Panelde konuşan Barış Yılmaz, Türkiye’nin entegre paslanmaz çelik üretimine hazır olduğunu vurguladı:
"Paslanmaz çelik, Türkiye için sadece bir sanayi konusu değil; aynı zamanda stratejik bağımsızlık meselesidir. Kaynaklarımız, coğrafi konumumuz ve sektörel bilgi birikimimiz bu hedef için yeterlidir."
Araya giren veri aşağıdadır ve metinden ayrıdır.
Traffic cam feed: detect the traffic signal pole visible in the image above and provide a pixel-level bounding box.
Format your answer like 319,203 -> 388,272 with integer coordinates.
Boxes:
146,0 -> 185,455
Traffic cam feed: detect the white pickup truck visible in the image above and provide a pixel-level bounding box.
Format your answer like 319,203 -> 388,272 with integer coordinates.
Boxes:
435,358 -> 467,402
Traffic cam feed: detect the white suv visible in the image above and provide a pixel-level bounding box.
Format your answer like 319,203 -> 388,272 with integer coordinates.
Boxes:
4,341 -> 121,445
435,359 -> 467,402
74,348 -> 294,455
Yılmaz ayrıca sektörün yatırım ve üretim süreçlerine dikkat çekti:
"Son yıllarda Türkiye’de paslanmaz çelik yatırımları önemli bir ivme kazandı. Henüz sıcak hadde ürünlerinde ithalata bağımlıyız; ancak soğuk haddeleme ve bağlantı elemanları üretiminde iç pazarda güçleniyoruz. Sarıtaş’ın yeni faz yatırımları, önümüzdeki dönemde üretim kapasitemizi ciddi şekilde artıracak. Bu adımlar yalnızca rekabeti yükseltmekle kalmayacak, aynı zamanda ihracat potansiyelimizi de güçlendirecek."
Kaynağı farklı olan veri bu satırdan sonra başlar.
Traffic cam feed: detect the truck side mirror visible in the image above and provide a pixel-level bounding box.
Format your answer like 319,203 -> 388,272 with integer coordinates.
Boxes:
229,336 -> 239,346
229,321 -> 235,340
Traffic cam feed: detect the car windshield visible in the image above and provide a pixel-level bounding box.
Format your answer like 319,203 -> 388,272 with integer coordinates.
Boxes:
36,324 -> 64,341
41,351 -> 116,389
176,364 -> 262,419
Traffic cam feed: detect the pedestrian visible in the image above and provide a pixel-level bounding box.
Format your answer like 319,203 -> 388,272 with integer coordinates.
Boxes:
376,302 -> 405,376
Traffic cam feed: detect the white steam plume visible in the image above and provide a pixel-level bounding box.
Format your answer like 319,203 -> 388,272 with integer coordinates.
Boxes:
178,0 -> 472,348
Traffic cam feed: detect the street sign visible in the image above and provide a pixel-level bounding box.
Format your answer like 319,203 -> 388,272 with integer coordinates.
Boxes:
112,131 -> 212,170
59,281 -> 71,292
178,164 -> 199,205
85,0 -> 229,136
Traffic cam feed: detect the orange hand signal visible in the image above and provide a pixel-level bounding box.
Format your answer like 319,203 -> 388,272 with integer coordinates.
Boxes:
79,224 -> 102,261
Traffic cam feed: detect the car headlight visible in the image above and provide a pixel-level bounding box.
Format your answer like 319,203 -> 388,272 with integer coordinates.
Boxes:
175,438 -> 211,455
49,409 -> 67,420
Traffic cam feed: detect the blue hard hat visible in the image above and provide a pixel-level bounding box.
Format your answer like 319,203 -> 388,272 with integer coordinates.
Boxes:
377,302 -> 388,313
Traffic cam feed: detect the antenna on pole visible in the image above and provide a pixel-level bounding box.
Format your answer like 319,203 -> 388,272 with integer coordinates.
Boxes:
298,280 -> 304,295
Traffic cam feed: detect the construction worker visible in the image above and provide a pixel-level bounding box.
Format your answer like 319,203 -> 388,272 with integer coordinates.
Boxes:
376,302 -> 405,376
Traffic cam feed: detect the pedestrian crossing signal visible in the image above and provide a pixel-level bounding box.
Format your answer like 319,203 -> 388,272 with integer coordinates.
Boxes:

Panelde ayrıca paslanmaz çeliğin tarihçesi, alaşım ana grupları ve Türkiye’deki sektörel yatırımlar detaylı şekilde ele alındı. Sektör temsilcileri, Türkiye’nin paslanmaz çelik alanındaki potansiyelinin hem iç piyasa hem de ihracat açısından önümüzdeki dönemde büyüme vaat ettiğini belirtti.
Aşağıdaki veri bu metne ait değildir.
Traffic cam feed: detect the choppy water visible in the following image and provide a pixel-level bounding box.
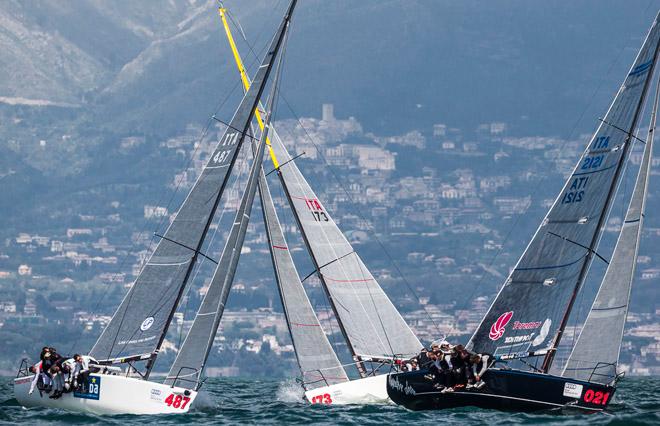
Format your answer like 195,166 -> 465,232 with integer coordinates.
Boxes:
0,378 -> 660,426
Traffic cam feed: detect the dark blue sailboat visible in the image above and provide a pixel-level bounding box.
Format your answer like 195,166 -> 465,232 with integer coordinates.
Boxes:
387,10 -> 660,411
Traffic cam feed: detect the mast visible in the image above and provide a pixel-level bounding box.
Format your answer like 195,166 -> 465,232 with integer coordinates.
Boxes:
165,0 -> 296,389
467,14 -> 660,372
219,7 -> 349,390
90,0 -> 296,379
221,6 -> 422,374
562,73 -> 660,384
218,7 -> 367,377
541,24 -> 660,373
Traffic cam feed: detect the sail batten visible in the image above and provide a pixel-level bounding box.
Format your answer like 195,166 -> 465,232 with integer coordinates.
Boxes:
562,69 -> 660,384
259,166 -> 348,390
90,0 -> 295,377
165,13 -> 295,389
271,134 -> 422,358
468,14 -> 660,371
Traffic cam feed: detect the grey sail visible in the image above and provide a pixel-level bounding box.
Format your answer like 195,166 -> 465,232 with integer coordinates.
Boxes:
165,109 -> 268,389
271,132 -> 422,358
90,2 -> 295,370
468,13 -> 660,371
90,16 -> 283,361
562,73 -> 660,384
259,172 -> 348,390
165,0 -> 296,388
Türkiye'nin entegre paslanmaz çelik üretimine hazır olduğunu ifade eden Yılmaz, şöyle devam etti:
"Bugün yassı paslanmaz çelik tüketimimiz 700–750 bin ton seviyesinde. En kötü piyasa koşullarında bile 500 bin ton soğuk hadde, 100 bin ton sıcak üretim kapasitesine sahibiz. Üstelik yıllık yaklaşık 200 bin ton paslanmaz hurda topluyoruz; bunun 160–170 bin tonunu işlemeden ihraç etmek zorunda kalıyoruz. Bu hurdayı ülke içinde değerlendirmek, tek başına yılda 200 milyon doların üzerinde katma değerin Türkiye'de kalması demek. Ayrıca dünyadaki en büyük krom rezervlerinden birine sahibiz ve içeride ferro-krom üretimimiz mevcut. Tüm bu kaynaklar, entegre bir üretim için bize eşsiz bir avantaj sağlıyor. Entegre bir yatırım; çelik ihracatımızın ton başına fiyatını yükseltir, beyaz eşya, mutfak, boru, tank, kalıp çeliği gibi alt sanayileri derinleştirir ve ülkeyi dış şoklara karşı dayanıklı kılar. Paslanmaz çelik, Türkiye için yalnızca bir sanayi konusu değil, aynı zamanda stratejik bağımsızlık meselesidir ve bizim kaynaklarımız, konumumuz ve sektörel bilgi birikimimiz bu atılım için yeterlidir."
Panelde konuşan PASİD Yönetim Kurulu Üyesi Semih Emekli, paslanmaz çeliğin tarihçesini aktarırken, tarihsel gelişimine ve sektördeki teknik algılara değindi. Paslanmaz çeliğin sanayileşmenin ihtiyaçlarıyla ortaya çıkmış bir buluş olduğunu kaydeden Emekli, "19. yüzyıldan itibaren yapılan deneyler, bugün kullandığımız çeliklerin temelini attı. 1913'te İngiltere'de gerçekleştirilen ilk başarılı uygulamanın ardından paslanmaz çelik, önce mutfak eşyalarında, ardından kimya ve inşaat sektöründe hızla yaygınlaştı. Bugün geldiğimiz noktada paslanmaz çelik, dayanıklılığı ve uzun ömürlülüğüyle vazgeçilmez bir malzeme haline geldi." dedi.
Paslanmaz çeliğin ana gruplarını detaylandıran PASİD Genel Sekreteri Hanife Çınar da özellikle Türkiye'de östenitik serinin yaygınlığını vurguladı ve bu serinin alaşımları ve özellikleri ile ilgili ayrıntılı bilgiler verdi.